The 1.25 mile wood oval track had high banked turns, two grandstands, and parking for 20,000 automobiles, including 5,000 in the infield.
Seventeen drivers participated in the first race, including Tommy Milton, Leon Duray, Tony Gulotta, and Cliff Durant.
On July 4, 1942, following the World War II attack on Pearl Harbor, then-Senator (later President) Harry S. Truman broke ground on the site for construction of a large facility that became home to Pratt and Whitney.
The famous Double Wasp airplane engines were manufactured for the Navy at the facility through the duration of the war effort.
A Department of Defense landfill was established in 1942 on a portion of the area, as a disposal site for the Bannister Federal Complex.
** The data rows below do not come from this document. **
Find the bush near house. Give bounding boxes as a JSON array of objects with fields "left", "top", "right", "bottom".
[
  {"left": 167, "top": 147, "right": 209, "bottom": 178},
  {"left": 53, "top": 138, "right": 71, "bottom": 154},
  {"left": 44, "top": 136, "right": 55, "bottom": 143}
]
In 1947, the Internal Revenue Service moved facilities onto the site, and in 1949 the largest portion of the plant was leased to a division of Westinghouse Electric Corporation.
At that time, the Fairfax Storage Company also began using part of the complex as a warehouse for tires, raw rubber, sugar, and lumber.
Bendix began operating the facility for the Atomic Energy Commission and building nonnuclear components for nuclear weapons.
The National Archives and Records Administration, which occupied 153,000 square feet (14,200 m2) of space at the complex, began operating in a new location, also near Union Station on Memorial Day 2009.